Green Fire: Aldo Leopold and a Land Ethic for our Time
Last Friday, I slipped out of Camp Granola for a little green indulgence, a screening of the new Aldo Leopold biography, Green Fire: Aldo Leopold and a Land Ethic for our Time.
Any greenie worth his or her Birkenstocks has read Leopold’s work. He’s one of the most enduring icons of conservation so obviously I wasn’t going to miss my chance to see this movie. In a nutshell, and my totally biased opinion, I thought Green Fire was a fitting and poignant biography of a man truly ahead of his time. I’m not even going to pretend I can give an objective review of this production but I will share some of the points that resonated with me.

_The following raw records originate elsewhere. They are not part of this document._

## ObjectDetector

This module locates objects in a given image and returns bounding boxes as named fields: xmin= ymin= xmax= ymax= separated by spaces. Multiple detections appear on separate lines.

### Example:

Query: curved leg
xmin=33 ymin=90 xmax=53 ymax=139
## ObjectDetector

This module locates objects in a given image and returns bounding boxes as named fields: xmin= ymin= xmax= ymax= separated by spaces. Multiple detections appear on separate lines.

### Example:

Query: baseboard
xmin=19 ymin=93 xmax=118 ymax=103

- As a greenly-inclined person, I was certainly familiar with Leopold’s famous quotes but I had lost sight of the fact that his idea of a land ethic took a lifetime to develop. In so many posthumous summaries of the lives of people as influential as Leopold, their crowning ideas are often inadvertently portrayed as having been established from the beginning of their careers. As I struggle with my own situation and personal role in the environmental failings of modern society, I frequently beat myself up for the bad choices I’ve made. While some introspection is always appropriate, I have to remember that even such a pioneer as Leopold didn’t have it all figured out from the get-go. The makers of Green Fire elegantly acknowledged the journey it took for Leopold to develop his idea of a land ethic.
- Each of his family members is remarkable in their own right. His surviving children that appeared in the movie were thoroughly engaging. Their delight in their family heritage comes through in the movie and it’s was quite a treat to hear their stories. I hope my children remember our outdoor adventures with the same fondness.

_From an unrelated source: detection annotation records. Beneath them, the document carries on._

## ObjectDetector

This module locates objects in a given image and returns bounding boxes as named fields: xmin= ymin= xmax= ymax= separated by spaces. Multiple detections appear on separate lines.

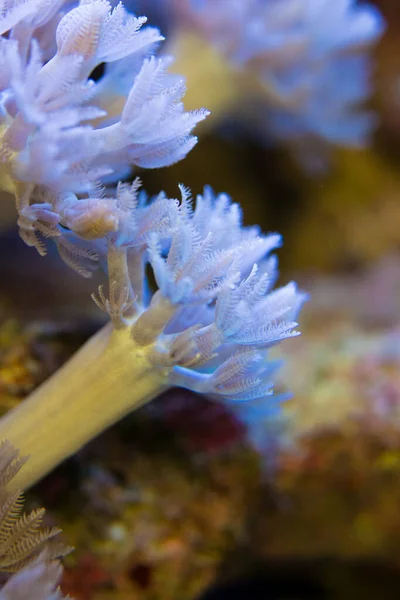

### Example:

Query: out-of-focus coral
xmin=286 ymin=151 xmax=400 ymax=271
xmin=58 ymin=427 xmax=259 ymax=600
xmin=131 ymin=0 xmax=384 ymax=166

- The most compelling message to the modern environmental/conservation movement is to remember the land-human connection. In my green opinion, we have to forge connections between the land and people from all walks of life to gain broad-based support for environmental policy changes. It’s just another point that Aldo nailed decades before the rest of us figured it out.
The family is still working through The Aldo Leopold Foundation to preserve and expand upon their namesake’s vision. I do believe I’ll be putting the Leopold Center on my bucket list of places to see.

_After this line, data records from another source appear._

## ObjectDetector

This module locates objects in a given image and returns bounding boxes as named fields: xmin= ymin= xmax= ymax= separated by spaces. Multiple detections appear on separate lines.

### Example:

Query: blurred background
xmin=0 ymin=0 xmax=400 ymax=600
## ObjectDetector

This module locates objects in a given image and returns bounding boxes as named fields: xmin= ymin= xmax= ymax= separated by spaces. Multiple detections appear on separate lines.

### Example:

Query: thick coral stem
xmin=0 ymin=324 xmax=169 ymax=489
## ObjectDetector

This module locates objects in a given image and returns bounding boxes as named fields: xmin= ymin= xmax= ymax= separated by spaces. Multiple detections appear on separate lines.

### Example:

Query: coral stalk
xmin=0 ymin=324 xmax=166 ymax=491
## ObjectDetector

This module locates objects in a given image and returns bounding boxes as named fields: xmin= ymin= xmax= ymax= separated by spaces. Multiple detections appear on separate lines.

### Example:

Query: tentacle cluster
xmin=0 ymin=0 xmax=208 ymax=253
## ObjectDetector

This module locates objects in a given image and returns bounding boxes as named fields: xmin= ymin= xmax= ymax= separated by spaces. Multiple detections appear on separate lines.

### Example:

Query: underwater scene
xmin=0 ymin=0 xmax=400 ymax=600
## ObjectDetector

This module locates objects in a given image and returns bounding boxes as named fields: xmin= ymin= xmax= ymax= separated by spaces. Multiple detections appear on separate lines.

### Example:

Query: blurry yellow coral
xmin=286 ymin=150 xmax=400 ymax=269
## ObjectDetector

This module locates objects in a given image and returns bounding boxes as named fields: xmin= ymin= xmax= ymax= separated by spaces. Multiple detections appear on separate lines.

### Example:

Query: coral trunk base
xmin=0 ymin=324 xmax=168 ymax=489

At any rate, I’ve been slowly rereading my cherished copy of A Sand County Almanac. I’m not sure how many times I’ve read it but it’s still as vivid and compelling as it was on my first read. We just won’t get into how long ago that was.
A big belated thanks to the crew over at GEHC for arranging the screening. If you ever in the Atlanta area, please stop in and check out the facility. It’s ranks really high here at Camp Granola and gets the completely uncoveted Val in Real Life Seal of Approval.